[Bug libstdc++/54075] [4.7.1] unordered_map 3x slower than 4.6.2

2012-07-26 Thread plasmahh at gmx dot net
http://gcc.gnu.org/bugzilla/show_bug.cgi?id=54075

--- Comment #12 from Dennis Lubert plasmahh at gmx dot net 2012-07-26 
12:30:00 UTC ---
I can confirm that now the reserve works as I would expect it (causing no
further rehashes). However the amount of rehashes done in the testcase is still
155 (needing 4.5s), while gcc 4.6 only needs 21 (needing 1.5s).
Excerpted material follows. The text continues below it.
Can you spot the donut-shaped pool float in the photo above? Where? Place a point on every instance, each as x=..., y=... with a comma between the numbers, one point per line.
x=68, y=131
Monitoring the bucket counts on resizes it seems that gcc 4.8 is now much more
fine grained than gcc 4.6. I am unsure if this is expected, deliberate and/or a
good idea.


[Bug libstdc++/54075] [4.7.1] unordered_map 3x slower than 4.6.2

2012-07-26 Thread fdumont at gcc dot gnu.org
http://gcc.gnu.org/bugzilla/show_bug.cgi?id=54075

--- Comment #13 from François Dumont fdumont at gcc dot gnu.org 2012-07-26 
12:31:56 UTC ---
Author: fdumont
Date: Thu Jul 26 12:31:50 2012
New Revision: 189889

URL: http://gcc.gnu.org/viewcvs?root=gccview=revrev=189889
Log:
2012-07-26  François Dumont  fdum...@gcc.gnu.org

PR libstdc++/54075
* include/bits/hashtable.h
(_Hashtable::_Hashtable(_InputIterator, _InputIterator,
size_type, ...): Remove std::max usage to guarantee that hashtable
state is consistent with hash policy state.
(_Hashtable::rehash): Likewise. Set _M_prev_resize to 0 to avoid
the hashtable shrinking on next insertion.
* testsuite/23_containers/unordered_set/modifiers/reserve.cc: New.
* testsuite/23_containers/unordered_multiset/modifiers/reserve.cc: New.
* testsuite/23_containers/unordered_map/modifiers/reserve.cc: New.
* testsuite/23_containers/unordered_multimap/modifiers/reserve.cc: New.

Added:
   
branches/gcc-4_7-branch/libstdc++-v3/testsuite/23_containers/unordered_map/modifiers/reserve.cc
   
branches/gcc-4_7-branch/libstdc++-v3/testsuite/23_containers/unordered_multimap/modifiers/reserve.cc
   
branches/gcc-4_7-branch/libstdc++-v3/testsuite/23_containers/unordered_multiset/modifiers/reserve.cc
   
branches/gcc-4_7-branch/libstdc++-v3/testsuite/23_containers/unordered_set/modifiers/reserve.cc
Modified:
branches/gcc-4_7-branch/libstdc++-v3/ChangeLog
branches/gcc-4_7-branch/libstdc++-v3/include/bits/hashtable.h


[Bug libstdc++/54075] [4.7.1] unordered_map 3x slower than 4.6.2

2012-07-26 Thread paolo.carlini at oracle dot com
http://gcc.gnu.org/bugzilla/show_bug.cgi?id=54075

--- Comment #14 from Paolo Carlini paolo.carlini at oracle dot com 2012-07-26 
17:36:28 UTC ---
In any case, please add the testcase showing 4.5s vs 1.5s.


[Bug libstdc++/54075] [4.7.1] unordered_map 3x slower than 4.6.2

2012-07-26 Thread likan_999.student at sina dot com
http://gcc.gnu.org/bugzilla/show_bug.cgi?id=54075

--- Comment #15 from likan_999.student at sina dot com 2012-07-26 22:10:21 UTC 
---
Tried the patch and just as Dennis Lubert pointed out, the number of rehashes
is not decreased.  Is there any plan to fix this issue?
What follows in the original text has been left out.